Whether you call it the Flutie Effect or the Jimmer Bump, a banner year in NCAA men’s basketball or football is followed by a flood of prospective students.
Economists at Brigham Young University and the University of Chicago studied where students chose to send their SAT scores. Universities received approximately 10 percent more scores from prospective students following a championship season.
Initially, these surges are fueled by certain types of students: out-of-staters, males, black students and those who played sports in high school. But teams who advance to the title game bring enough exposure to their university to attract more applicants of all demographic backgrounds.
“Males seem to have the tournament on their radar early on, but if your team gets to the championship, males and females are influenced about equally,” said Jaren Pope, a BYU economist who authored the study with his brother Devin, an economist at the University of Chicago.
The findings appear online in an article forthcoming in the Journal of Sports Economics titled “Understanding College Applications: Why College Sports Success Matters.”
Coincidentally, the first-year students now arriving at BYU for orientation are perhaps representative of these findings.
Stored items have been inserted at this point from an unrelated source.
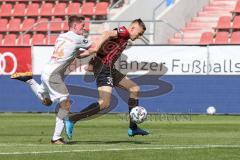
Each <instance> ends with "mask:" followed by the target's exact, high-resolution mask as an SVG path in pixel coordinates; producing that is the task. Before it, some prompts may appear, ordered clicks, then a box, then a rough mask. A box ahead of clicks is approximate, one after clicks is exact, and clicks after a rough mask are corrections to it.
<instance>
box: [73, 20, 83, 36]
mask: <svg viewBox="0 0 240 160" xmlns="http://www.w3.org/2000/svg"><path fill="white" fill-rule="evenodd" d="M73 28H74V31H75V33H76V34H78V35H82V34H83V32H84V23H83V22H75V23H74V24H73Z"/></svg>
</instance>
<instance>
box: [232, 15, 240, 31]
mask: <svg viewBox="0 0 240 160" xmlns="http://www.w3.org/2000/svg"><path fill="white" fill-rule="evenodd" d="M232 28H233V29H238V30H239V29H240V16H235V17H234V19H233V26H232Z"/></svg>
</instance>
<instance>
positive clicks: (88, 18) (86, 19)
mask: <svg viewBox="0 0 240 160" xmlns="http://www.w3.org/2000/svg"><path fill="white" fill-rule="evenodd" d="M85 21H86V22H85V24H84V25H85V26H84V29H85V30H86V31H89V30H90V22H87V21H90V18H85Z"/></svg>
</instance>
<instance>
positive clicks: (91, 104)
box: [69, 86, 112, 123]
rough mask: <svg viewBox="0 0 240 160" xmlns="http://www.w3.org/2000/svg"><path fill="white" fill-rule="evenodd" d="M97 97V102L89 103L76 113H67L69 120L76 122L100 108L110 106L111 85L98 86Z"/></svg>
mask: <svg viewBox="0 0 240 160" xmlns="http://www.w3.org/2000/svg"><path fill="white" fill-rule="evenodd" d="M98 94H99V99H98V101H97V102H95V103H92V104H90V105H89V106H87V107H86V108H84V109H83V110H81V111H80V112H78V113H74V114H71V115H69V120H70V121H72V122H74V123H76V122H77V121H80V120H81V119H85V118H89V117H91V116H93V115H95V114H97V113H99V112H100V111H101V110H104V109H106V108H108V107H109V106H110V100H111V94H112V87H111V86H101V87H98Z"/></svg>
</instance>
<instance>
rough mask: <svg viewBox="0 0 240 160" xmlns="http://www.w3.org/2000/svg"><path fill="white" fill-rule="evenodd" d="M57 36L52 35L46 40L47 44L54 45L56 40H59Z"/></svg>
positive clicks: (46, 42)
mask: <svg viewBox="0 0 240 160" xmlns="http://www.w3.org/2000/svg"><path fill="white" fill-rule="evenodd" d="M57 37H58V36H57V35H50V36H48V37H47V38H46V40H47V42H46V44H49V45H54V44H55V42H56V40H57Z"/></svg>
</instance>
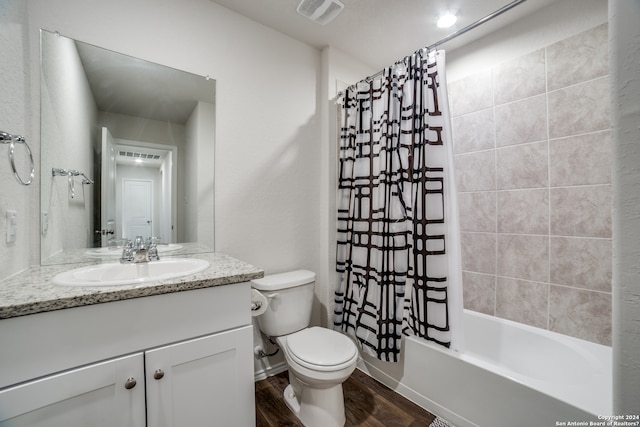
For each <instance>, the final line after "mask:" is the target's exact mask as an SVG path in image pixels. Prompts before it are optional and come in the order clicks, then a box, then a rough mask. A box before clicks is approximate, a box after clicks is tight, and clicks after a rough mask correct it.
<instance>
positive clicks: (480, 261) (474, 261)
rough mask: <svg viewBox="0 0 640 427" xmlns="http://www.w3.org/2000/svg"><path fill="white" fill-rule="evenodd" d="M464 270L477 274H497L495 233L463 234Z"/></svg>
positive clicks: (462, 236) (462, 234) (462, 267)
mask: <svg viewBox="0 0 640 427" xmlns="http://www.w3.org/2000/svg"><path fill="white" fill-rule="evenodd" d="M461 241H462V269H463V270H465V271H473V272H477V273H486V274H495V272H496V235H495V234H494V233H461Z"/></svg>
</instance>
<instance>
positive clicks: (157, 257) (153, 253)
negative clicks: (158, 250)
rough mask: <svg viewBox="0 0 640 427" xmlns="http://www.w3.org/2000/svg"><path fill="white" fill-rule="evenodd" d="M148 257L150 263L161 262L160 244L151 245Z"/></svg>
mask: <svg viewBox="0 0 640 427" xmlns="http://www.w3.org/2000/svg"><path fill="white" fill-rule="evenodd" d="M147 255H148V256H149V261H159V260H160V256H159V255H158V244H157V243H151V244H150V245H149V249H147Z"/></svg>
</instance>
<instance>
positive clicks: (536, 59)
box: [493, 49, 546, 105]
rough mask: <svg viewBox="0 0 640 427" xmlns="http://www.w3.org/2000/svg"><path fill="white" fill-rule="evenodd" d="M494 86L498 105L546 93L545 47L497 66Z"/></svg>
mask: <svg viewBox="0 0 640 427" xmlns="http://www.w3.org/2000/svg"><path fill="white" fill-rule="evenodd" d="M493 86H494V93H495V103H496V105H500V104H506V103H507V102H513V101H517V100H518V99H523V98H528V97H530V96H534V95H540V94H541V93H544V92H545V90H546V83H545V60H544V49H540V50H537V51H535V52H532V53H529V54H527V55H524V56H521V57H520V58H516V59H513V60H511V61H507V62H505V63H503V64H500V65H498V66H497V67H495V68H494V70H493Z"/></svg>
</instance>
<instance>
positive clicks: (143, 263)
mask: <svg viewBox="0 0 640 427" xmlns="http://www.w3.org/2000/svg"><path fill="white" fill-rule="evenodd" d="M209 265H210V264H209V261H205V260H203V259H196V258H166V259H161V260H160V261H151V262H144V263H137V264H120V263H108V264H96V265H90V266H88V267H81V268H76V269H74V270H69V271H65V272H63V273H60V274H58V275H56V276H55V277H54V278H53V284H55V285H62V286H118V285H135V284H140V283H146V282H154V281H158V280H167V279H175V278H178V277H183V276H188V275H190V274H195V273H199V272H201V271H203V270H205V269H207V268H208V267H209Z"/></svg>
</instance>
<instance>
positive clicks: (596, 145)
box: [549, 130, 612, 187]
mask: <svg viewBox="0 0 640 427" xmlns="http://www.w3.org/2000/svg"><path fill="white" fill-rule="evenodd" d="M611 151H612V145H611V132H610V131H609V130H606V131H602V132H596V133H588V134H583V135H578V136H573V137H569V138H562V139H554V140H551V141H549V177H550V181H551V182H550V185H551V186H553V187H559V186H566V185H584V184H610V183H611Z"/></svg>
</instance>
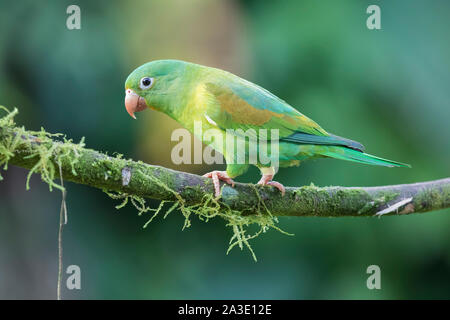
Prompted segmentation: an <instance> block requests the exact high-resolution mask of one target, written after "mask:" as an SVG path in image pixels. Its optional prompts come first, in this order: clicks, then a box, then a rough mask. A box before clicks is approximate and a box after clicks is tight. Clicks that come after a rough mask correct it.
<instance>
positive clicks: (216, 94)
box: [205, 82, 328, 138]
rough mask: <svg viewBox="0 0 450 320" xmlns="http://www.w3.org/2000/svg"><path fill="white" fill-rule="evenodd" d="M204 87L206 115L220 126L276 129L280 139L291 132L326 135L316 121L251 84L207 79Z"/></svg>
mask: <svg viewBox="0 0 450 320" xmlns="http://www.w3.org/2000/svg"><path fill="white" fill-rule="evenodd" d="M205 89H206V91H207V94H208V95H209V99H208V100H209V103H208V104H207V109H206V114H207V116H208V117H209V118H210V119H212V120H213V121H214V122H216V123H217V125H218V126H219V127H221V128H222V129H234V130H236V129H242V130H244V131H245V130H247V129H255V130H256V131H257V130H258V129H267V130H270V129H278V130H279V136H280V138H282V137H288V136H290V135H292V134H293V133H295V132H302V133H308V134H310V135H318V136H328V133H327V132H326V131H325V130H323V129H322V128H321V127H320V126H319V125H318V124H317V123H315V122H314V121H312V120H311V119H309V118H307V117H306V116H304V115H303V114H301V113H300V112H298V111H297V110H295V109H294V108H292V107H291V106H289V105H288V104H287V103H285V102H284V101H283V100H281V99H279V98H277V97H276V96H274V95H273V94H271V93H270V92H268V91H266V90H264V89H263V88H261V87H258V86H256V85H254V84H251V83H247V82H244V83H242V84H239V83H237V84H236V83H227V84H223V83H221V84H216V83H212V82H209V83H206V84H205Z"/></svg>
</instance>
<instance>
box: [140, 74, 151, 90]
mask: <svg viewBox="0 0 450 320" xmlns="http://www.w3.org/2000/svg"><path fill="white" fill-rule="evenodd" d="M153 82H154V79H153V78H149V77H144V78H142V79H141V83H140V84H139V87H140V88H141V89H142V90H146V89H148V88H150V87H151V86H152V85H153Z"/></svg>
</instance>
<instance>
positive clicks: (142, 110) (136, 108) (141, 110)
mask: <svg viewBox="0 0 450 320" xmlns="http://www.w3.org/2000/svg"><path fill="white" fill-rule="evenodd" d="M147 107H148V106H147V103H146V102H145V99H144V98H142V97H141V96H139V95H138V94H137V93H136V92H134V91H133V90H131V89H127V90H125V108H126V109H127V112H128V114H129V115H130V116H131V117H132V118H134V119H136V116H135V115H134V113H135V112H139V111H143V110H145V109H147Z"/></svg>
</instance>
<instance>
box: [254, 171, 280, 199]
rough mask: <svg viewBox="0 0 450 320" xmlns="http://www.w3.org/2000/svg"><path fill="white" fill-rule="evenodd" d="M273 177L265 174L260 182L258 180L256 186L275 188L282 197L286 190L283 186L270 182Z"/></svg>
mask: <svg viewBox="0 0 450 320" xmlns="http://www.w3.org/2000/svg"><path fill="white" fill-rule="evenodd" d="M272 178H273V175H272V174H265V175H263V176H262V178H261V180H259V182H258V185H261V186H273V187H275V188H277V189H278V190H280V192H281V195H282V196H284V194H285V193H286V189H285V188H284V186H283V185H282V184H281V183H279V182H276V181H272Z"/></svg>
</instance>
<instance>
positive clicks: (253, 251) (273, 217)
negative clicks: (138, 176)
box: [105, 172, 290, 261]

This class of students applied to colleges after Jimmermania and BYU’s 2011 run to the Sweet 16. According to the Pope brothers’ analysis, advancing that far in the tournament ordinarily translates to four percent more applicants. BYU’s admissions office actually saw more than that, but is cautious about crediting the increase entirely to Jimmermania.
“There is already a certain type of student that is likely to come here,” Pope said. “But there were probably some on the margin that were choosing between BYU and another school and decided ‘Oh, wow, it’s gonna be fun to be at BYU.’”
The Pope brothers examined eight years of data from the SAT to understand which schools prospective college students chose to send their SAT scores. While their own previous research has noted that sports success draws more student applications, this new study tells more about the kinds of students who are influenced by success in men’s basketball and football.
For example, one of the questions they asked was whether sports success tends to be more influential among high-achieving or low-achieving students. They found that about two-thirds of this pool of students score below the average SAT score, but even some of the top-performing students were attracted by winning teams.
“There are some really high-quality students that seem to be affected by the sports success,” Pope said.